Im Gespräch: Prof. Olaf Van Gonissen, Prof. Gerhard Müller Hornbach und Udo Diegelmann

Udo Diegelmann: Im Vorfeld der Aufführungen, bei denen Schüler diese Kompositionen spielen werden, wurden von deren Lehrern, die sie vorbereiten, neben viel Lob auch kritische Anmerkungen zu diesem Projekt gemacht. So besteht bei manchen ein Motivationsproblem durch die Distanz zur Neuen Musik und die ungewohnte Notation.

Grund hierfür sind die iin der Regel praktizierten klassischen und herkömmlichen Unterrichtsinhalte: Liedbegleitung, Improvisation, Rock-Pop Songs und E-Gitarre. Dies sowohl aufgrund eigener Vorlieben der Lehrer wie auch auf Wunsch der Schüler.


Gerhard Müller Hornbach: Gerade die Konfrontation mit einer zunächst ungewohnten Notation, bietet die Möglichkeit, sich gemeinsam mit den Schülern Grundsätzliches beim Musizieren vor Augen zu führen. Gerade die gewohnten Noten bergen in sich die Gefahr des falschen Konditionierens und einer eingeschränkten Perspektive. Jeder Schüler sollte verstehen, dass vor den Noten zunächst die klingende Musik als Idee beim Komponisten besteht. Diese ist unbeschränkt, vielfältig, frei und differenziert. Erst danach entsteht das Problem, wie kann ich eine entstandene Idee, einen Klang, aufschreiben, um ihn festzuhalten.

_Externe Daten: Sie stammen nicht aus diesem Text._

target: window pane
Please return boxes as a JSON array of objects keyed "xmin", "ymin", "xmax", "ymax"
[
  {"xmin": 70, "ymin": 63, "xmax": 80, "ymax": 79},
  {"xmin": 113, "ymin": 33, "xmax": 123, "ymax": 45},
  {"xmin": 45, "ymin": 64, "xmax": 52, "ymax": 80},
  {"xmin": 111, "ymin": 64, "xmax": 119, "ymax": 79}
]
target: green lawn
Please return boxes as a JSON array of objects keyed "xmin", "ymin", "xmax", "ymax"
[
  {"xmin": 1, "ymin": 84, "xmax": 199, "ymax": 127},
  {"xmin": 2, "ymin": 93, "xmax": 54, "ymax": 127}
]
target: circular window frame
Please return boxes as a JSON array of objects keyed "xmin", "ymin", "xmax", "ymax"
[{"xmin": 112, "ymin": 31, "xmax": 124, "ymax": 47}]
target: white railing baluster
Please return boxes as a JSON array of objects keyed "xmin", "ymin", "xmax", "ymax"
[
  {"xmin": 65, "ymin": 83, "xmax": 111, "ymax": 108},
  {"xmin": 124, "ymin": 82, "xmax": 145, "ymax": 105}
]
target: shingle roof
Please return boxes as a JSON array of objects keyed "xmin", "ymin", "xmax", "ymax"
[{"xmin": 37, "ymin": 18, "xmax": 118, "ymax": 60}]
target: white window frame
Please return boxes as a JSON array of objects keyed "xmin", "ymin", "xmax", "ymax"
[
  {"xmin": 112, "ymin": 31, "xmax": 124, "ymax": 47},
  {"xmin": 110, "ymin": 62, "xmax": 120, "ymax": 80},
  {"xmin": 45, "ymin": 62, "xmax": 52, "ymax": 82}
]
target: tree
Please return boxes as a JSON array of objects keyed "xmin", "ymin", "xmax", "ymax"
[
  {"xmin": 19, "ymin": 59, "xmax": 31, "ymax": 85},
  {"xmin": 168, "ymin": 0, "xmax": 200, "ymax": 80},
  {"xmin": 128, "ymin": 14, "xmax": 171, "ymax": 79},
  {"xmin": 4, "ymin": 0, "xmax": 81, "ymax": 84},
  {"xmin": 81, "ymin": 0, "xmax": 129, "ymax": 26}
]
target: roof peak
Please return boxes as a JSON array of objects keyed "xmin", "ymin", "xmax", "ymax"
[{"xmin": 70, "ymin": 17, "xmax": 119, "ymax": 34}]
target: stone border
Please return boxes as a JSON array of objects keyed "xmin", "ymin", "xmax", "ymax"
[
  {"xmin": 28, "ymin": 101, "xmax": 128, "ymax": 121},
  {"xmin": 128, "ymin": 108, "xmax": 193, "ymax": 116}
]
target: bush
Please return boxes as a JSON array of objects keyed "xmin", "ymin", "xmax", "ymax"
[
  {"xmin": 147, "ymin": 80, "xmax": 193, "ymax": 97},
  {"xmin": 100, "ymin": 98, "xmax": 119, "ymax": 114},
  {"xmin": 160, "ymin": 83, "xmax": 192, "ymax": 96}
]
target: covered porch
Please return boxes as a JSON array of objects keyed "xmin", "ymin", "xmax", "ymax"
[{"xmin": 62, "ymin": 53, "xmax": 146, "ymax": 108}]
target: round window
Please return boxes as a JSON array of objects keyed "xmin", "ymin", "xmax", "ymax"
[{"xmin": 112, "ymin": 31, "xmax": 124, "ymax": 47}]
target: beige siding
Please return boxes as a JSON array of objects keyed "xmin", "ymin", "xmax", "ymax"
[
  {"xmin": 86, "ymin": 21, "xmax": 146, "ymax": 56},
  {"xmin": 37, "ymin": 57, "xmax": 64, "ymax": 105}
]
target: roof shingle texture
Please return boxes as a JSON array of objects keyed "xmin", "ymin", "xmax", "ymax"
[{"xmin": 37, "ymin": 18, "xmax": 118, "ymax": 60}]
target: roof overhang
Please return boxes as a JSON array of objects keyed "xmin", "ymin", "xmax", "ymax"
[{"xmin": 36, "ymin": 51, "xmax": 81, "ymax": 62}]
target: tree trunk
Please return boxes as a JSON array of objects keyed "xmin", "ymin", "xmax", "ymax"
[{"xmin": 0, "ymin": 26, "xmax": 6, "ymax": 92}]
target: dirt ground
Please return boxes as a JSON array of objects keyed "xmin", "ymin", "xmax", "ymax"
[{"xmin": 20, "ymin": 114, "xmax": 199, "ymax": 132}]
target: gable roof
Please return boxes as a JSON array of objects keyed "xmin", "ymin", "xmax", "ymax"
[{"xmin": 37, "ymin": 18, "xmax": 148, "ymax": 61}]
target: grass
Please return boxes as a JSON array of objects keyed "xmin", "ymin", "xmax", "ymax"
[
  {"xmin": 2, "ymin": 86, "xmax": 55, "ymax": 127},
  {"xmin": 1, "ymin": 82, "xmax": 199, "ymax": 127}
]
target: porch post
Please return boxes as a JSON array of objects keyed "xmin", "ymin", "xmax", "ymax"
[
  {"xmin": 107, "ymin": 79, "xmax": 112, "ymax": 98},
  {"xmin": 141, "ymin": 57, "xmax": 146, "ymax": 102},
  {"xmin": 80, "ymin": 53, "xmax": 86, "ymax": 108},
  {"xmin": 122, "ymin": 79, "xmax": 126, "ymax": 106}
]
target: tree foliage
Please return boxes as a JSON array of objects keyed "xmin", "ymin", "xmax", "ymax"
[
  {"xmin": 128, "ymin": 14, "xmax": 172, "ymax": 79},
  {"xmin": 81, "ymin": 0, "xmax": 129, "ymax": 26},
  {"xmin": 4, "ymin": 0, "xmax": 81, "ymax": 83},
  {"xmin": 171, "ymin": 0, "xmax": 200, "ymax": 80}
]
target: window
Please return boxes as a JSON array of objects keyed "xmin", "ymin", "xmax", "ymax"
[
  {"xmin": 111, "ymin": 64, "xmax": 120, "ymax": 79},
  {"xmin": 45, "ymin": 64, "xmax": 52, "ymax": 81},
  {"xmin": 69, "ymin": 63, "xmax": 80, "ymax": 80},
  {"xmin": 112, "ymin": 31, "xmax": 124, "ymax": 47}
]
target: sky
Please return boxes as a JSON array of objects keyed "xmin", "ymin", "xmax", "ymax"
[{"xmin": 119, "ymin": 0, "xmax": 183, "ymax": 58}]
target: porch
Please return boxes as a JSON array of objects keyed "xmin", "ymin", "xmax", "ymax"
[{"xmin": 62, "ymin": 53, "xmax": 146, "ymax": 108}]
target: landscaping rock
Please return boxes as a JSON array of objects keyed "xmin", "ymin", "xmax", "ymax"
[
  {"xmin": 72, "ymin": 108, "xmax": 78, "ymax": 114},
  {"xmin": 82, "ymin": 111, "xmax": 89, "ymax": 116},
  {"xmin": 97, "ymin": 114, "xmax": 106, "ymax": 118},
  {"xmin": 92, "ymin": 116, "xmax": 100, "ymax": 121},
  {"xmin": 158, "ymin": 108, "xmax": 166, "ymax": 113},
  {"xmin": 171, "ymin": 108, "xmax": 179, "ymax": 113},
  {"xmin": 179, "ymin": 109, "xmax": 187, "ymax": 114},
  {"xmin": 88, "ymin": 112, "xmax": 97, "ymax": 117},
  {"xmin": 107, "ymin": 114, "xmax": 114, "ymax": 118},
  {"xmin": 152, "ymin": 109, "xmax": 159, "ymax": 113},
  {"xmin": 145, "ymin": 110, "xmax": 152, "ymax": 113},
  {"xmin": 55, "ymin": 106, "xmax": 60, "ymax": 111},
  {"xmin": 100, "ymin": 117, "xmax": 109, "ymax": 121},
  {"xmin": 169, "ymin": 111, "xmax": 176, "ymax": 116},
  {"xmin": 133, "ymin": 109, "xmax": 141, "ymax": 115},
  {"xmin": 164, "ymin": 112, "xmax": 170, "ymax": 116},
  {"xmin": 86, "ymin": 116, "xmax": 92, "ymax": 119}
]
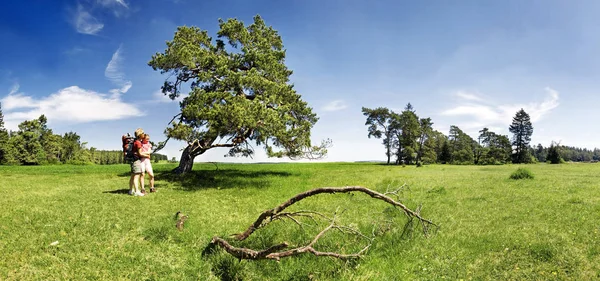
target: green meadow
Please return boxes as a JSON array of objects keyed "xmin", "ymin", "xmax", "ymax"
[{"xmin": 1, "ymin": 163, "xmax": 599, "ymax": 280}]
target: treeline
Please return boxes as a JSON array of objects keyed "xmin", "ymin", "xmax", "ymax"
[
  {"xmin": 362, "ymin": 103, "xmax": 585, "ymax": 165},
  {"xmin": 532, "ymin": 144, "xmax": 600, "ymax": 163},
  {"xmin": 0, "ymin": 108, "xmax": 168, "ymax": 165}
]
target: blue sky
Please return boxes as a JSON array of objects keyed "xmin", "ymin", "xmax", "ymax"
[{"xmin": 1, "ymin": 0, "xmax": 599, "ymax": 162}]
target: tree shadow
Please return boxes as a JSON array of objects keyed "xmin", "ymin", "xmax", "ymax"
[{"xmin": 155, "ymin": 168, "xmax": 294, "ymax": 191}]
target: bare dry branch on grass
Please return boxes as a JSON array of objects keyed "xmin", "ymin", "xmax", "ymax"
[
  {"xmin": 234, "ymin": 186, "xmax": 436, "ymax": 241},
  {"xmin": 210, "ymin": 186, "xmax": 436, "ymax": 261}
]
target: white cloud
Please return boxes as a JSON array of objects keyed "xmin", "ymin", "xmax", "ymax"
[
  {"xmin": 455, "ymin": 90, "xmax": 484, "ymax": 102},
  {"xmin": 105, "ymin": 45, "xmax": 132, "ymax": 97},
  {"xmin": 109, "ymin": 81, "xmax": 132, "ymax": 98},
  {"xmin": 150, "ymin": 89, "xmax": 188, "ymax": 104},
  {"xmin": 441, "ymin": 87, "xmax": 560, "ymax": 130},
  {"xmin": 498, "ymin": 87, "xmax": 559, "ymax": 123},
  {"xmin": 73, "ymin": 5, "xmax": 104, "ymax": 35},
  {"xmin": 322, "ymin": 100, "xmax": 348, "ymax": 112},
  {"xmin": 152, "ymin": 90, "xmax": 173, "ymax": 103},
  {"xmin": 2, "ymin": 86, "xmax": 143, "ymax": 131},
  {"xmin": 96, "ymin": 0, "xmax": 129, "ymax": 17}
]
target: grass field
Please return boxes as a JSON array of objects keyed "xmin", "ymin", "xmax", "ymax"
[{"xmin": 1, "ymin": 162, "xmax": 599, "ymax": 280}]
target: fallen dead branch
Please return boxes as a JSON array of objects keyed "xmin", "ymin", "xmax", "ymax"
[
  {"xmin": 212, "ymin": 212, "xmax": 372, "ymax": 261},
  {"xmin": 233, "ymin": 186, "xmax": 436, "ymax": 241},
  {"xmin": 209, "ymin": 185, "xmax": 437, "ymax": 261}
]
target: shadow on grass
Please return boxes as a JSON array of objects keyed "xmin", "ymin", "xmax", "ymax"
[
  {"xmin": 117, "ymin": 168, "xmax": 294, "ymax": 191},
  {"xmin": 103, "ymin": 189, "xmax": 130, "ymax": 195}
]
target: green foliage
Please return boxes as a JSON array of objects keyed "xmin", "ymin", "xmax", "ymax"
[
  {"xmin": 439, "ymin": 139, "xmax": 452, "ymax": 164},
  {"xmin": 477, "ymin": 128, "xmax": 512, "ymax": 165},
  {"xmin": 362, "ymin": 107, "xmax": 393, "ymax": 164},
  {"xmin": 149, "ymin": 15, "xmax": 323, "ymax": 171},
  {"xmin": 448, "ymin": 125, "xmax": 475, "ymax": 164},
  {"xmin": 0, "ymin": 114, "xmax": 170, "ymax": 166},
  {"xmin": 509, "ymin": 109, "xmax": 534, "ymax": 163},
  {"xmin": 510, "ymin": 167, "xmax": 535, "ymax": 180},
  {"xmin": 547, "ymin": 141, "xmax": 562, "ymax": 164},
  {"xmin": 415, "ymin": 117, "xmax": 434, "ymax": 166}
]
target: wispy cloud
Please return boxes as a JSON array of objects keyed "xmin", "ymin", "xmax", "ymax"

So gibt es eben für unterschiedliche Richtungen verschiedene Notationsweisen. Vieles wird dabei gar nicht notiert, muss aber stilgerecht genauso mitausgeführt werden, ist sozusagen Spielpraxis. Im Rock wird oft gar nichts notiert; die Gruppe entwickelt die Musik gemeinsam ohne Noten und das Konservieren erfolgt über Aufnahmen, die zum Nachspielen wiederum abgehört werden müssen.

So gesehen bietet dieses Projekt den Schülern (und den Lehrern) die Möglichkeit, ihren Horizont zu erweitern: die Noten sind nur ein Hilfsmittel und nicht das Stück, erst wenn es klingt entsteht die Musik.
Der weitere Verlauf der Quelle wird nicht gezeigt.